Just Beyond That Far Ring of Trees

USA | Sunday, 11 May 2014 | Views [143] | Scholarship Entry

The air was frozen and still in the cabin. The morning sun crept onto my sleeping bag in shades of blue and green, fractured by the stained glass window facing east. The only sounds were halfhearted smacks from the fireplace.
When Felix had described this as a “secret cabin,” located on old mining land just outside of Frisco, Colorado, my sea-level imagination pictured a dignified hike into the woods on snowshoes. Instead, the reality of the day before had been a furious, five-hour climb up the face of Copper Mountain. Felix would dart ahead of me to clear a path, a mountain goat in mirrored shades fueled by raspberry moonshine. I followed his lead and dug the teeth of my shoes into the snow, yanking myself up five feet with every step.
By late afternoon we reached a clearing of flat powder ringed with pine trees and animal tracks. As I dropped to my knees and unsnapped my pack I could see Felix dance ahead, mingling his deep yeti-stomps with small patterns of fox and rabbit. The cabin was just beyond the far ring of trees, nestled in snow so deep that it appeared only as a strip of brown log and tinted glass between piles of white.

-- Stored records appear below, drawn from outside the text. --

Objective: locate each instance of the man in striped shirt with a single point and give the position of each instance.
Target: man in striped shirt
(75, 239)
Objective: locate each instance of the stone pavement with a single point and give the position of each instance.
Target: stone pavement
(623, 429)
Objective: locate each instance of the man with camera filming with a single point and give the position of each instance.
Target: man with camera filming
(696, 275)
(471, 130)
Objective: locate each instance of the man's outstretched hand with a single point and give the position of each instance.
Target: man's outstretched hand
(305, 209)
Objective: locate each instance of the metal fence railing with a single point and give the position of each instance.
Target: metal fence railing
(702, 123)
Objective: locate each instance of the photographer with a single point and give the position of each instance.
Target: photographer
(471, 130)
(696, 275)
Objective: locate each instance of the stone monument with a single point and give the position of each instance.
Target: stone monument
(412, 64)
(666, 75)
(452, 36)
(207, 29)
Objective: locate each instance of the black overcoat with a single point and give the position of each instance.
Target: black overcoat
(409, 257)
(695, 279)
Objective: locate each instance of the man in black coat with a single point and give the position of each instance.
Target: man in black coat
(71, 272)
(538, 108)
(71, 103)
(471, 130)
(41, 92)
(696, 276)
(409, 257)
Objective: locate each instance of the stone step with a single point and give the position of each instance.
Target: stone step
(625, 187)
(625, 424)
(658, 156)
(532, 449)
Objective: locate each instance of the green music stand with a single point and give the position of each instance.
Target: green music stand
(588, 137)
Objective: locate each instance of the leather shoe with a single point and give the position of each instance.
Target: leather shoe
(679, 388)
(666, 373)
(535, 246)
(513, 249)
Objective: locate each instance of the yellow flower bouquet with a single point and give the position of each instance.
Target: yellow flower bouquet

The cabin was stocked with a practical assortment of items left by three generations of travelers: oil lamps were lit with Bic lighters and wireless speakers lived in a Chesterfield’s tobacco can. Over the dinner I’d chosen back in town of hot dogs and beans—which was cheerfully appraised by Felix as “proper hobo food”—he filled in details about his rough upbringing in Florida, which had evolved into a tough adulthood of freight hopping, laboring on Alaskan fishing boats, and freestyle rap competitions in the Midwest.
I first met Felix ten years ago; we were partnered on the early shift at a photography lab in Chicago. Every morning we would greet the sunrise mixing chemicals into plastic trays with his hip-hop tapes echoing through the darkrooms. I hadn’t seen him since he’d begun his new life here in the mountains devoted to skiing and painting. Since we began our trek he never once gave a look of dissatisfaction or detachment, and his aura of contentment in these pines gave my city legs confidence as we danced around dangerous patches of snow softened by the sun.
I curled the sleeping bag higher around my shoulders and smelled the smoke in my hair. Felix was still asleep on the wooden floor, but I took pains not to wake him. There was no need to flood this stillness with activity—we had plenty of time to head home.